This is a web application to compare tweets between two different users. The app is live at http://twitoff.stromsy.com.
Adding Users
The right hand of the home page contains a list of loaded twitter accounts and an option to add or update twitter accounts. Adding a new twitter account will retrieve up to 200 of the account’s most recent tweets (the most recent 200 tweets minus replies) and then call basilica.ai’s API to get embeddings (that is, convert each tweet into an array of floats). The text and embedding of each tweet is stored in a postgresql db. If the user enters the name of a twitter account that is already added, the app does the same thing but adds more tweets in addition to the ones already loaded.
Comparing Users
The left hand of the homepage allows the user to select two twitter accounts (out of the loaded accounts), and also enter text of a hypothetical tweet.
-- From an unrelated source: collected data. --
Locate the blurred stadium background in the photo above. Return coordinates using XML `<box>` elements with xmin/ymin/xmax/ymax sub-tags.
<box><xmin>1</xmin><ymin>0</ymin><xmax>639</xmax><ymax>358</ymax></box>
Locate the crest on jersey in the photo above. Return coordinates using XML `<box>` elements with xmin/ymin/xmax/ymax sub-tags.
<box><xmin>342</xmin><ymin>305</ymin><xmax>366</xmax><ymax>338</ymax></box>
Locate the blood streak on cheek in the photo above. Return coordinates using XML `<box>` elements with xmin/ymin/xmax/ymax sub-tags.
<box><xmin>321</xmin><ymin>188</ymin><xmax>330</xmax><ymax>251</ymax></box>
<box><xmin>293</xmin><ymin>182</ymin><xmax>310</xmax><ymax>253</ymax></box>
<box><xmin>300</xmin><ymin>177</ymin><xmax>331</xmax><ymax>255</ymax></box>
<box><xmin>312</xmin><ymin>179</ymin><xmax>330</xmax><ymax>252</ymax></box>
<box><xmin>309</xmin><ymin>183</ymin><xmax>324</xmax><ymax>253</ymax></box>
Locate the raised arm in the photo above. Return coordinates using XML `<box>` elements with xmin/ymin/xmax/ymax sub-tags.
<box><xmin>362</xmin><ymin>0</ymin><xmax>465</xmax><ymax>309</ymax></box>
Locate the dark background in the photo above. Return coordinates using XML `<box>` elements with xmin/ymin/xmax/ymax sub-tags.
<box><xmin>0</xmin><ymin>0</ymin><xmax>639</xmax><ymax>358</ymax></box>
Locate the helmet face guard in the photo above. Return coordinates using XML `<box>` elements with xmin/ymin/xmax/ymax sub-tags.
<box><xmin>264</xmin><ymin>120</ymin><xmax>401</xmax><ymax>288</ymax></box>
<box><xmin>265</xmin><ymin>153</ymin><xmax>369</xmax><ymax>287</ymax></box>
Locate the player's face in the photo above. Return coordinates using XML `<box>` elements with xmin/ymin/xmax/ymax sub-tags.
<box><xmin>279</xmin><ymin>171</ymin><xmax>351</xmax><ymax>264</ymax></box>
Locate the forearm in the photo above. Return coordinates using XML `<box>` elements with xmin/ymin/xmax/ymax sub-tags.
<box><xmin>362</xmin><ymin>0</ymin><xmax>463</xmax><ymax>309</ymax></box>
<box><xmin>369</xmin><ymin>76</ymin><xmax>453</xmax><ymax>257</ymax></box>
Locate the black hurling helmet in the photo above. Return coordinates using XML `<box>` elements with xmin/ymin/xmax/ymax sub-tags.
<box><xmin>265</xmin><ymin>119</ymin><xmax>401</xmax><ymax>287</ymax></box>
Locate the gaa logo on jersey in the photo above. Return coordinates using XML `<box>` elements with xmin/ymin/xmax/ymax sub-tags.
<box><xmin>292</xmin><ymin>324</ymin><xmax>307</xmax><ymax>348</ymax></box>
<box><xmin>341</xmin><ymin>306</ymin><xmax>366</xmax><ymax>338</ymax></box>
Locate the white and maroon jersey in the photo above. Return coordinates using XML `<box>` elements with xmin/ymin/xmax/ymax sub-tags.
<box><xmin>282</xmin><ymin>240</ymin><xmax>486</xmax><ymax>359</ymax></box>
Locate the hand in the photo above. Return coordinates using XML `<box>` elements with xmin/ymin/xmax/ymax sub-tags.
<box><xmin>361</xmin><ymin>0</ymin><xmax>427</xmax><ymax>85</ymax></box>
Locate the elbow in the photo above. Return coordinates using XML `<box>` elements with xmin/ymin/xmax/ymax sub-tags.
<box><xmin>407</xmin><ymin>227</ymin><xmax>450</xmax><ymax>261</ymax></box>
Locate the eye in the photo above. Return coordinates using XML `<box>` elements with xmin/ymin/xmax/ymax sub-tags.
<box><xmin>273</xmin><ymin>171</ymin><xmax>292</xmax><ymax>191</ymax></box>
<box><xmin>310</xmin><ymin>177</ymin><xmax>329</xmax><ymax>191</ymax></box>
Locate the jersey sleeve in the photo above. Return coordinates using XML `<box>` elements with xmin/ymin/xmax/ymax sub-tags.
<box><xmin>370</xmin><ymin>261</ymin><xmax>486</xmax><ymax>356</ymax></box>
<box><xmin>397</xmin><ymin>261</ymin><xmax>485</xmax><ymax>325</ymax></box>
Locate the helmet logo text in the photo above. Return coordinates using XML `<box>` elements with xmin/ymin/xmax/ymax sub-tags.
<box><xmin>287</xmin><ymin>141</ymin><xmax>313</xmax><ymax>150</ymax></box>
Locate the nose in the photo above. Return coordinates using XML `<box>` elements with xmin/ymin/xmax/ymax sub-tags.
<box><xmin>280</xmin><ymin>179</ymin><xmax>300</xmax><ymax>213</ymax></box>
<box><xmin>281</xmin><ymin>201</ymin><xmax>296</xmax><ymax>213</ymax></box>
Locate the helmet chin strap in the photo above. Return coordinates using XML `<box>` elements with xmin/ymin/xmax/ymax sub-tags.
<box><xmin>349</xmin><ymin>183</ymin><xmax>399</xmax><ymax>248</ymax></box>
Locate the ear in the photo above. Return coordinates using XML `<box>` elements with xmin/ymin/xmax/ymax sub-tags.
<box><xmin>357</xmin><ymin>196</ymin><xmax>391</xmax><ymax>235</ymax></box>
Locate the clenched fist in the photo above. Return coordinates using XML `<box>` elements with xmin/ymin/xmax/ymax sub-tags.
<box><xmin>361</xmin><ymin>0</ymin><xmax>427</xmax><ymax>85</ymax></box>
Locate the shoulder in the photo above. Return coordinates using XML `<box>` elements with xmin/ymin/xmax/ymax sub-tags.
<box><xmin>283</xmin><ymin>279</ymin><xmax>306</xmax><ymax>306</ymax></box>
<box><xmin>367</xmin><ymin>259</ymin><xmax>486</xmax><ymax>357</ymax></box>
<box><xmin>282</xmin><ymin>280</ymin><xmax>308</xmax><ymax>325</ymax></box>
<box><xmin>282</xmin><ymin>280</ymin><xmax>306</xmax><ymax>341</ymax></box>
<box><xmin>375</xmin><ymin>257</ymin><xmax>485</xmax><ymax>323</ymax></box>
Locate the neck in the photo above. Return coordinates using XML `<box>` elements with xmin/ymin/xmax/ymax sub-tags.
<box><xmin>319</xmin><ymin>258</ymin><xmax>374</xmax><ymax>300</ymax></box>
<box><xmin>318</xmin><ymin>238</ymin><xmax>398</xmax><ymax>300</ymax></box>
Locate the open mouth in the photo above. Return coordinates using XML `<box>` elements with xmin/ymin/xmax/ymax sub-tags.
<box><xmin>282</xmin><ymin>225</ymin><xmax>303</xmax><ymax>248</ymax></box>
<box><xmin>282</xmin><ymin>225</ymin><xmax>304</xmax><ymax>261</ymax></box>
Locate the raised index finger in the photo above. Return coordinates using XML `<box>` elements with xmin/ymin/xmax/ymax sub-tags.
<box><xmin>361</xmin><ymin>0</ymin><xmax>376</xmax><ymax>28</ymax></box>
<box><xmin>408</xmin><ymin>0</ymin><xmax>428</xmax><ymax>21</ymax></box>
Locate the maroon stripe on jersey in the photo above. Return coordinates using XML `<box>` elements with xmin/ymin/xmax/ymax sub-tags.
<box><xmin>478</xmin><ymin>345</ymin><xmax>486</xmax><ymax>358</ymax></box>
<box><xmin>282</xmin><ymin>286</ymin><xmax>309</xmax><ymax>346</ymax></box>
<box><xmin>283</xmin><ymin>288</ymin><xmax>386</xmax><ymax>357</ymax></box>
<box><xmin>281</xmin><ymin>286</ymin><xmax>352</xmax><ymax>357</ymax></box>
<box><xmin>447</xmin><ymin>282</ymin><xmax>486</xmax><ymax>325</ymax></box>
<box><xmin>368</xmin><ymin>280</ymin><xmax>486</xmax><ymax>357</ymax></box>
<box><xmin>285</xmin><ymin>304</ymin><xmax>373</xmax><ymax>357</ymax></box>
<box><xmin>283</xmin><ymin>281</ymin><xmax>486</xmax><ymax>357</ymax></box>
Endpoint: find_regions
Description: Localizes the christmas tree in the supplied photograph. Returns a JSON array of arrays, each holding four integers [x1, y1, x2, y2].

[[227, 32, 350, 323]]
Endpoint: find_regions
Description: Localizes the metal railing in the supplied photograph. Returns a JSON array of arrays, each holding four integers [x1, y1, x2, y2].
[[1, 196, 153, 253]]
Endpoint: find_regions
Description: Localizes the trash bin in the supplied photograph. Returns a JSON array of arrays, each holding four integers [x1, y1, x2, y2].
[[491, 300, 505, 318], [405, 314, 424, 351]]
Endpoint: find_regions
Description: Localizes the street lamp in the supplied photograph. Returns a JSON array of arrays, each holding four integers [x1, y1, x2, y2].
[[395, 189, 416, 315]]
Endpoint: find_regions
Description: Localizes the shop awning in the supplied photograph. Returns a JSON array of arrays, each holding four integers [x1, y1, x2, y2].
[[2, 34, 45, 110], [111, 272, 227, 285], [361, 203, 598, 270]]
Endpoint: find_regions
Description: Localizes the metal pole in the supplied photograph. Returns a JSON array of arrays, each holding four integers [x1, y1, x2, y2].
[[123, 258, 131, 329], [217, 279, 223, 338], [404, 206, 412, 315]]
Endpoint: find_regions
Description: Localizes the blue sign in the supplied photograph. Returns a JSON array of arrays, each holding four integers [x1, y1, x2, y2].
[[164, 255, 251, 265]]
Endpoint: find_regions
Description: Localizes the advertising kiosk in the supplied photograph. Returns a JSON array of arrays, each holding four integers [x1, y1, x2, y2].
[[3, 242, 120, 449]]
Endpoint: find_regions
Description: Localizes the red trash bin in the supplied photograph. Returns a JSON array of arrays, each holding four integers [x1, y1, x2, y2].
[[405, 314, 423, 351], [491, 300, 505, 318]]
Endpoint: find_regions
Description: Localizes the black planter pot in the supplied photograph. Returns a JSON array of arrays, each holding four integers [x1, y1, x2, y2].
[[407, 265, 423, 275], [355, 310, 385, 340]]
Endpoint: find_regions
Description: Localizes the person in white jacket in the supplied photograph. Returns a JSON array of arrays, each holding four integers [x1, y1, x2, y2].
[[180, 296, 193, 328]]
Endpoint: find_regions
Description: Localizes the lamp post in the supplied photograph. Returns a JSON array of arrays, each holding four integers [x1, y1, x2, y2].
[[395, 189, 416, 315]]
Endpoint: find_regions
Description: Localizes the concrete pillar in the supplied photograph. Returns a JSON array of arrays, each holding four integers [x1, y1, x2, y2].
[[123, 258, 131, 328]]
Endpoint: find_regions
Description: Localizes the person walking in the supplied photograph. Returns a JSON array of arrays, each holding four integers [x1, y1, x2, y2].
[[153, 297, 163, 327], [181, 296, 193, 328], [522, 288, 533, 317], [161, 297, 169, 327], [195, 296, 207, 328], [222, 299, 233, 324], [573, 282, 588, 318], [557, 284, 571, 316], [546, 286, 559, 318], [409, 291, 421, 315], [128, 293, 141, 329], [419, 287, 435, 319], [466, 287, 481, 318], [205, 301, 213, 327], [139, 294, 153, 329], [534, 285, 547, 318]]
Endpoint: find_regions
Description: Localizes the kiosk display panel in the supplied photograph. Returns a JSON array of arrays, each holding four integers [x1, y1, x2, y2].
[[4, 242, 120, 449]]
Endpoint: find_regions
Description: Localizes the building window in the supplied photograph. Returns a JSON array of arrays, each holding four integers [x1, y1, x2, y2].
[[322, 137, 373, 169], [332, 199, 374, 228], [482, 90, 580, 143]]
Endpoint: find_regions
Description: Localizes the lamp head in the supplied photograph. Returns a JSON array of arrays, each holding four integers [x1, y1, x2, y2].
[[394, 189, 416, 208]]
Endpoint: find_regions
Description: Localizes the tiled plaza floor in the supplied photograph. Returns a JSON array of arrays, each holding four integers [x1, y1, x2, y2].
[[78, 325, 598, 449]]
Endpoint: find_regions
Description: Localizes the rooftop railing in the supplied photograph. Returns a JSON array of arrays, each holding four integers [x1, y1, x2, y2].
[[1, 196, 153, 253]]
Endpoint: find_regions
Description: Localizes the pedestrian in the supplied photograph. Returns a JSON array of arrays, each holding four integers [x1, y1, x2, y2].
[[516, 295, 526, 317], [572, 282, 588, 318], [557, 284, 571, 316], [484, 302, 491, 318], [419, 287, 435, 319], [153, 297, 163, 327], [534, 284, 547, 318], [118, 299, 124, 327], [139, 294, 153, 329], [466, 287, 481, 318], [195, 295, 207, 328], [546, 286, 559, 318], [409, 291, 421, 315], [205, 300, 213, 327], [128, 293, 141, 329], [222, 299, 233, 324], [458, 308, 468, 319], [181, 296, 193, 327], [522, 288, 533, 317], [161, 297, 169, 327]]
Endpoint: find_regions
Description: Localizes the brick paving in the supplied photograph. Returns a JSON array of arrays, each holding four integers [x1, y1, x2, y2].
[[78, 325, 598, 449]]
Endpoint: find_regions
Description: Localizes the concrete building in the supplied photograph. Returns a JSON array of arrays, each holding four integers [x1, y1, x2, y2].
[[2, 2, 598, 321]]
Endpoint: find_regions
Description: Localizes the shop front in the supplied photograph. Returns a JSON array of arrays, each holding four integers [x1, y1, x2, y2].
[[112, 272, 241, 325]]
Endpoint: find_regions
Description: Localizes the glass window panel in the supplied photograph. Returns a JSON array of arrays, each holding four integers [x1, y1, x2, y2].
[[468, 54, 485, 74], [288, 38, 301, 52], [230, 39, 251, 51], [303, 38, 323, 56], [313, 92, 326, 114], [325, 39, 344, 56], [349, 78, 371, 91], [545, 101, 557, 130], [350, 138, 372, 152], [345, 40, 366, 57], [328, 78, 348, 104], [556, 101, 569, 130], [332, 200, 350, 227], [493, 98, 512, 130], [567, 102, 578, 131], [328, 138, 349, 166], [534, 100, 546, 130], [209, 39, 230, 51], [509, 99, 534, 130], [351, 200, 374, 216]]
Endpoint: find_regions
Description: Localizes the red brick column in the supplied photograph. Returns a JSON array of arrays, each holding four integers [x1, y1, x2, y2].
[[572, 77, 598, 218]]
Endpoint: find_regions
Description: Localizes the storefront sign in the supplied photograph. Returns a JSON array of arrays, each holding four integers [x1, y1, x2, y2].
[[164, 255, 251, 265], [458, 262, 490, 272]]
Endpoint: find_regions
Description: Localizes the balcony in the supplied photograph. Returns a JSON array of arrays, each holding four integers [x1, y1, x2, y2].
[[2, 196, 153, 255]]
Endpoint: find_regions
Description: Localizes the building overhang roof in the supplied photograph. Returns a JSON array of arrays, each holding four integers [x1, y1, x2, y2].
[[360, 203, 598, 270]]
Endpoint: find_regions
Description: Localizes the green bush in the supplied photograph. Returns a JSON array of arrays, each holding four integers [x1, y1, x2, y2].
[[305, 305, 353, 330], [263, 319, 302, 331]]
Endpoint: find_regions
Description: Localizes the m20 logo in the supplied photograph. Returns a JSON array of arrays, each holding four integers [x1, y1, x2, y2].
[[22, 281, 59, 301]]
The app will train an sklearn LogisticRegression on the embeddings of the two twitter accounts’ tweets. It will then call the basilica.ai API to retrieve embeddings for the hypothetical tweet, and use the embeddings to predict which twitter account would be more likely to tweet it. The results are then returned to the user.
Cache
Since training models is a relatively expensive operation, we cache models using Redis. The redis key is the username of the account with the lesser twitter id, concatenated with an “@”, concatenated with the username of the account with the greater. twitter id.
if user1.id > user2.id:
user1, user2 = user2, user1
key = user1.username + "@" + user2.username
When a model is stored, it is simply pickled and stored as a bytes object. A list of cached models is shown on the home page of the app.
Nature of the Project
This is a toy prototype for instructional purposes.